Dopo il dolore e il
terrore, Junker e Valls in strada per il minuto di silenzio, che cosa rimane a
Bruxelles?
Sangue, dolore, lacrime. E parole. Gli attacchi terroristici
che hanno colpito e ferito la capitale del Belgio e dell’Unione hanno innescato
il pianto pubblico di Federica Mogherini e un profluvio di dichiarazioni,
magari dovute, certo ripetitive: una sequela di ‘bisogna’, ‘mai più’, ’sia
fatta piena luce’ e imperativi categorici, che i leader dei 28 e delle Istituzioni
ci hanno dispensato. Decisioni e risposte concrete, per ora, nulla: neppure la
riunione ovviamente straordinaria dei ministri dell’Interno e della Giustizia
dei Paesi dell’Ue ha sortito altro che impegni alla collaborazione fra forze
dell’ordine e allo scambio d’informazioni fra intelligence, scontati e
generici.
Però, tra impacci della polizia e imprecisioni nelle
indagini – almeno queste le prime impressioni -, Bruxelles e i suoi cittadini
di tutta Europa hanno offerto al Mondo intero una grande prova di dignità,
orgoglio e coraggio: il giorno dopo le stragi, le scuole erano aperte, la metro
circolava, gli uffici funzionavano: i belgi hanno fatto bene quello che sanno
fare meglio, il loro dovere ogni giorno: un eroismo del quotidiano che è la
risposta più giusta e nel contempo più difficile alla minaccia jihadista, non
farsi prendere dalla paura, non rinunciare alla propria vita.
2) Anche dopo Parigi
si chiese una sola intelligence. Ora di nuovo. C’è speranza che la solita passerella
lasci il passo a qualche decisione: stessa intelligence, una procura europea?
Prendo a prestito parole e concetti del professor Roberto
Castaldi, un federalista. Oltre a esprimere cordoglio per le vittime, è importante
che i governi dei Paesi dell’Ue rispondano a due semplici domande: “Contano di
più le vite delle persone o le gelosie tra i vari servizi segreti nazionali?; e
gli Usa sarebbero più sicuri senza apparati di sicurezza federali, cioè, per
intenderci, senza l’Fbi o, a livello d’intelligence, l’Nsa, ma contando solo su
quelli dei singoli Stati membri?”.
E’ un modo efficace di porre il problema della mancanza
d’una politica di sicurezza europea, oltre che estera e di difesa ed estera.
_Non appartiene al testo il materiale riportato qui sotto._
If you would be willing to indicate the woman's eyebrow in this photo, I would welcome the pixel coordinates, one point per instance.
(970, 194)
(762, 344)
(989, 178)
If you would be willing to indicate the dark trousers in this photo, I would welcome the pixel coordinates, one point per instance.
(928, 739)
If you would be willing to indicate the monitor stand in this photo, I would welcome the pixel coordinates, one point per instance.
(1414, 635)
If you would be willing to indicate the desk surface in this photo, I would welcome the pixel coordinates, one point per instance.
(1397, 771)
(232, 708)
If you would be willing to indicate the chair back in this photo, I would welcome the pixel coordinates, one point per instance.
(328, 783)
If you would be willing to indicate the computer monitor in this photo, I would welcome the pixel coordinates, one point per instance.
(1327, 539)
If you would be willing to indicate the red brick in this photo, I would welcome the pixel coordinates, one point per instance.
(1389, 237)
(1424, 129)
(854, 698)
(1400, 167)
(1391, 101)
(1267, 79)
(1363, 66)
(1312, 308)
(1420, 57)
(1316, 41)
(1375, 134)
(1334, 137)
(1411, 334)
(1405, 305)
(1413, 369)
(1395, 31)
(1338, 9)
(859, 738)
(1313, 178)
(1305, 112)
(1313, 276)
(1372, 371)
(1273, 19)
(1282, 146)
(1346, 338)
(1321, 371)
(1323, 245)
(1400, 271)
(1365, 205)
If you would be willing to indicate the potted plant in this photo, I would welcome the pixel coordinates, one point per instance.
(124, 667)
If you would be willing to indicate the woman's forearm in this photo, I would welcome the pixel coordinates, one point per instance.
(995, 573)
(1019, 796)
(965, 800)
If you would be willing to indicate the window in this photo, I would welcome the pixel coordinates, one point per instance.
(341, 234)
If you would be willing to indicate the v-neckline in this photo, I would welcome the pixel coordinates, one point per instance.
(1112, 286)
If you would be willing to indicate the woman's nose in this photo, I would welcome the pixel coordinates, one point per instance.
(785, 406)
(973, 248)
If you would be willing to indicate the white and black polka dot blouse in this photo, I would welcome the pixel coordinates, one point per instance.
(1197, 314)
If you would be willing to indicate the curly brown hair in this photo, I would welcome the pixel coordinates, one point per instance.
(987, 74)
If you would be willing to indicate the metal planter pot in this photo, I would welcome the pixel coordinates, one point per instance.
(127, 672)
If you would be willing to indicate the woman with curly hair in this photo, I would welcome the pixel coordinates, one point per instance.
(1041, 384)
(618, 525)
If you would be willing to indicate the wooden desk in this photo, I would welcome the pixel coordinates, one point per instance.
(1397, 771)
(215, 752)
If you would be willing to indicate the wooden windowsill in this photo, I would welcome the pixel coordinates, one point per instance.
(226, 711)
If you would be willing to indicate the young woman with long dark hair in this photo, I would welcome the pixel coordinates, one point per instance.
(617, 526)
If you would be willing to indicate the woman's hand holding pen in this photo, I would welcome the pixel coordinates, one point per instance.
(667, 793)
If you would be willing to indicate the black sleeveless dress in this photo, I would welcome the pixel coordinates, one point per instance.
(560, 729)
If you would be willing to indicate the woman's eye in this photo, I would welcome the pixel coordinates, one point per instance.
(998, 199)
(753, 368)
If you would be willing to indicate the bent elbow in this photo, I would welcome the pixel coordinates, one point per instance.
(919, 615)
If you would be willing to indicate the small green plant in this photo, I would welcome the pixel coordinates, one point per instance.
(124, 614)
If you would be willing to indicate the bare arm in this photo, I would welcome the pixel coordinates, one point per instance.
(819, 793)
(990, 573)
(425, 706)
Una
prima minima risposta ‘federale’ agli attacchi in atto sarebbe la creazione di
una polizia federale europea, che, sull’esempio del Secret Service degli Stati
Uniti, tuteli le Istituzioni che rappresentano – direttamente, come il
Parlamento o il Consiglio – o indirettamente – come la Commissione - 500
milioni di cittadini europei.
E un’ulteriore, forse decisiva, risposta sarà il
rafforzamento della cooperazione, di polizia, giudiziaria, culturale, senza
ulteriori cedimenti agli egoismi nazionali. La procura europea è già in fieri.
Il resto andava già fatto e va ora fatto presto. Deciderlo non costa nulla, a
parte un esercizio di volontà politica, senza compiacimenti verso populismi e
protagonismi.
Uniti siamo più sicuri; e più forti; e più liberi. E – non
suoni irrispettoso per le vittime degli ultimi 15 mesi e per le centinaia che
le hanno precedute nel sacrificio- persino più ricchi, perché a mettere insieme
le risorse si guadagna in efficienza e si risparmia.
3) Che cosa
aspettiamo a muoverci?, che i giornali titolino “Il califfo a Bruxelles”?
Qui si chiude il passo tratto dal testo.